Violence forms the backdrop of the first two episodes of the miniseries. Cleve Jones, one of the main characters and the author of the memoir that inspired the film, gets beaten up in an alley on his walk home late at night. He is surrounded by a group of hoodlums who identify him as queer and then bash his head in. In an earlier scene, he rings the buzzer to enter an apartment building and he notices a carload of street thugs circling the block. Unable to get into the apartment building, he spots the car looping the block yet another time and he runs down a dark, empty street, and with the agility of an alley cat leaps onto a fire escape and squats onto a metal staircase hiding in the dark.

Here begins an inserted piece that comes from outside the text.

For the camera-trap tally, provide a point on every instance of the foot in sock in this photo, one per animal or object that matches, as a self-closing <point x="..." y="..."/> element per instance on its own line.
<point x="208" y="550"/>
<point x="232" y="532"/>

Despite the fact that “gay liberation” had entered into the American lexicon in the early 1970s—the opening of the miniseries begins with a vignette of each character coming across an issue of LIFE Magazine that lists “Gay Liberation” as one of the headlines of the year—many LGBT people were still terrified to walk down the street and were, in a chilling number of instances, assaulted and harassed when they did.
Cleve later attends a women’s demonstration organized by his newfound ally, Roma Guy. Within minutes of the protest, the police begin to break up the demonstration, beating the women with billy clubs, spraying them with gas, and attacking them. When We Rise, powerfully reveals how early gay activists were the victims of police brutality and that many protests did not lead to direct political change, which undermines the popular perception that marriage equality can be directly traced to the 1970s.
As When We Rise, accurately depicts, the Stonewall Riots did not spark a wave of protests that grew in size and number, eventually leading to the Supreme Court. Instead, as the depiction of the real lifetime gay activist Roma Guy’s character reveals, LGBT activists often second guessed their strategies, clashed with other alleged allies, and were defeated by the police.
When We Rise shows how the advent of gay rights did not lead to immediate social acceptance or even protection, but instead many LGBT people were victims of violence, even in San Francisco, a city that has been heralded as the legendary epicenter of gay rights. The miniseries uncovers that history by carefully chronicling the early days of gay liberation. By telling the everyday accounts of the main characters, we can witness just how ubiquitous violence was.
In fact, after watching the first two episodes of the miniseries, I began thinking about how the term “gay liberation” does not capture the violence, intimidation, and conflict that defined the period. I then realized the brilliance in Cleve Jones’s title, “When We Rise,” not only does it refer to the collective choices of the characters who become politically active but the use of the verb “rise” describes the slow, gradual ascent of liberation.
Without being pedantic, we might take a cue from When We Rise, and refer to the 1970s not simply as a period of “gay liberation” but as the “rise of gay liberation” in order to capture the violence that accompanied this radical transformation.
Jim Downs is the author of Stand By Me: The Forgotten of History of Gay Liberation (Basic Books, 2016) and is an associate professor of history and director of the American Studies program at Connecticut College.